Dans les ruines des tremblements de terre et des maisons d'immigrants turcs

MSN - 05/04
Pour de nombreux immigrés turcs, un chez-soi après la retraite signifiait des économies après des décennies de travail acharné. Maintenant, ils ont tout perdu. Et la foi en Erdogan.

Pour de nombreux immigrés turcs, un chez-soi après la retraite signifiait des économies après des décennies de travail acharné. Maintenant, ils ont tout perdu. Et la foi en Erdogan.

Le rêve de Leila Keplu de posséder une maison en Turquie s'est effondré en quelques minutes.

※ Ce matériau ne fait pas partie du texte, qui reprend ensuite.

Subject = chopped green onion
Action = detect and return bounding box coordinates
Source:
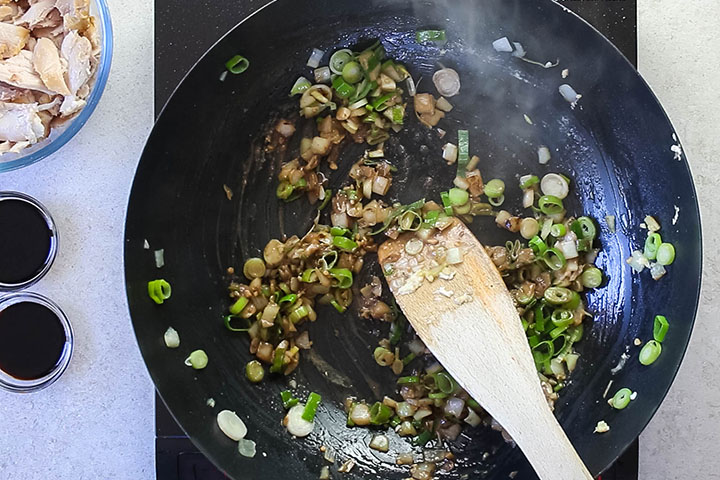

Mais il a fallu des semaines pour qu'elle et son mari Tahsin s'en rendent compte. L'homme de 48 ans est né en Allemagne et travaille depuis 30 ans dans une boulangerie à Gelsenkirchen-Horst, une ville de Rhénanie du Nord-Westphalie. Son mari Tahsin est originaire d'Antiyaman, l'une des villes les plus durement touchées par le tremblement de terre dans le sud-est de la Turquie. Après avoir épousé Leila, dans le cadre du regroupement familial, il a déménagé en Allemagne il y a 30 ans. Et comme tous les immigrés, le couple rêvait de passer ses années d'après-retraite sur le lieu de sa naissance dans une maison bien à lui, proche de sa famille. C'est pourquoi ils ...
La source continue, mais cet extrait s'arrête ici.